If war is the only game, yes. Might makes right.  Which is why I don’t play war games.
To be the man he can be, Ged has to find out who and what his real enemy is. He has to find out what it means to be himself.  That requires not a war but a search and a discovery.  The search takes him through mortal danger, loss, and suffering. The discovery brings him victory, the kind of victory that isn’t the end of a battle but the beginning of a life.

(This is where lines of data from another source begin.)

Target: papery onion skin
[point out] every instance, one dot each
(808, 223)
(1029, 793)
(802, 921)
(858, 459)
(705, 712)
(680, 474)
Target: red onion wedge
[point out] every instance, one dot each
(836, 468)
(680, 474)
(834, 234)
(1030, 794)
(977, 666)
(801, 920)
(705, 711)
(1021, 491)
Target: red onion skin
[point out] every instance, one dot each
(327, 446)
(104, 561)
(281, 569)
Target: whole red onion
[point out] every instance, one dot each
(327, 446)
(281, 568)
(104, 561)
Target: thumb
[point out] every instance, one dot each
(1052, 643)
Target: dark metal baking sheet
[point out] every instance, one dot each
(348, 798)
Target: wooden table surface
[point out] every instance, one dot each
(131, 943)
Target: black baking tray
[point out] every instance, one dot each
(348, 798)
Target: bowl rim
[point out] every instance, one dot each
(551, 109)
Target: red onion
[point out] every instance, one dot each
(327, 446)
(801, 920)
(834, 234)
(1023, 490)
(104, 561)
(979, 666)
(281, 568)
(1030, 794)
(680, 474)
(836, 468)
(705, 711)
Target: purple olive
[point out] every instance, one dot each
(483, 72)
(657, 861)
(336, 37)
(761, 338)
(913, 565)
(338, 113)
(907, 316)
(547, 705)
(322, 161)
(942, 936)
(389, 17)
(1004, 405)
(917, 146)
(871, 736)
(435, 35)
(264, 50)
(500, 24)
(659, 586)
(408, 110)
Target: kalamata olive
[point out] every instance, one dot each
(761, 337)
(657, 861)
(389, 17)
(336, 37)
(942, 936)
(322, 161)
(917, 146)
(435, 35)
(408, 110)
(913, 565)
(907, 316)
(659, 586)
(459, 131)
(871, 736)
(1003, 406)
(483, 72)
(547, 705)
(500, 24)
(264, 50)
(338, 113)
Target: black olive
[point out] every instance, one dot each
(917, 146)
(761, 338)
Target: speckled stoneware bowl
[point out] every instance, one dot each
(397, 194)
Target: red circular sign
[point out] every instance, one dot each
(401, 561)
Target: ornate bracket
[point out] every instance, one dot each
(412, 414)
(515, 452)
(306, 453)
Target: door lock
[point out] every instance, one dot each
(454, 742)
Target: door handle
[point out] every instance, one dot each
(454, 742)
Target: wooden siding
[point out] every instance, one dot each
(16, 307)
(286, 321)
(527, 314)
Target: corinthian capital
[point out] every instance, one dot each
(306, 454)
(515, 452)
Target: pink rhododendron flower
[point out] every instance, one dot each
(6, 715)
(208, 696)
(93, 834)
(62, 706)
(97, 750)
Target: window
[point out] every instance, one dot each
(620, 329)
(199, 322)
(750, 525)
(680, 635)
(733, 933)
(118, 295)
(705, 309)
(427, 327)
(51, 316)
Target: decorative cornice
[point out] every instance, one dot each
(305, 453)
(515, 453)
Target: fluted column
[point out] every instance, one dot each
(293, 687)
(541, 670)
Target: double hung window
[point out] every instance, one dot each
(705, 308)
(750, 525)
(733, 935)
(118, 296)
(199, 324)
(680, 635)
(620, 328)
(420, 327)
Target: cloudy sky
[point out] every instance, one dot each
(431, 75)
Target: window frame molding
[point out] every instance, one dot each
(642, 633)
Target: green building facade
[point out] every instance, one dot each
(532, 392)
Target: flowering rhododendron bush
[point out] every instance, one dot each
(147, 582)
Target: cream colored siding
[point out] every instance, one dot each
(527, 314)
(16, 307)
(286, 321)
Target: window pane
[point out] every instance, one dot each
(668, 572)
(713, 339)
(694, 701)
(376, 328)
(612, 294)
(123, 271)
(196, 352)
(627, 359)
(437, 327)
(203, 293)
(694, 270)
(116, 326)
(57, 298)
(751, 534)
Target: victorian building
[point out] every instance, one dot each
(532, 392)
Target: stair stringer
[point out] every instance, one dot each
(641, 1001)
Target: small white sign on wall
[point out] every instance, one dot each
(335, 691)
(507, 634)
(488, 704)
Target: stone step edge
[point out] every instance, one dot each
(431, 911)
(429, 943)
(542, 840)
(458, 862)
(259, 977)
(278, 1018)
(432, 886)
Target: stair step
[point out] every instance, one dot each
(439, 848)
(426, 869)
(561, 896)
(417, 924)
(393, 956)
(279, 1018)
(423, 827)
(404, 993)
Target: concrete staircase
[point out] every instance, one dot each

Like all her novels, A Wizard of Earthsea is beautifully written and narratively compelling.  Unlike her other novels published before it, A Wizard of Earthsea is focused, moving with a purpose from chapter to chapter.  It’s not rushed; it unfolds leisurely as is her want, but each chapter moves us measurably along a course that is discernible to the reader.  At some point in every novel before this one (and at many points in most of them) I have wondered where the story was going, what it was building to, what it was about.  A Wizard of Earthsea sets up Ged’s contest with the shadow early on and doesn’t veer.

It was a quite refreshing tactic, and I was thrilled to see that she could accomplish the feat without sacrificing any of the style that makes her writing so rewarding. The most that’s-so-Le-Guin part of the story was, to me, Ged’s and Vetch’s sailing beyond Lastland through the open waters, and getting to it was like rejoining a friend after a long parting. 

The world of Earthsea, the system of archipelagos as the only known lands, is a rich idea for a fantasy world, and Le Guin uses her art to bring the system of islands to life, giving each region and cluster its own flavor and history.  I can see already why the book was turned into a series, not something Le Guin had originally planned to do.

We are going to be starting on The Tombs of Atuan even tonight.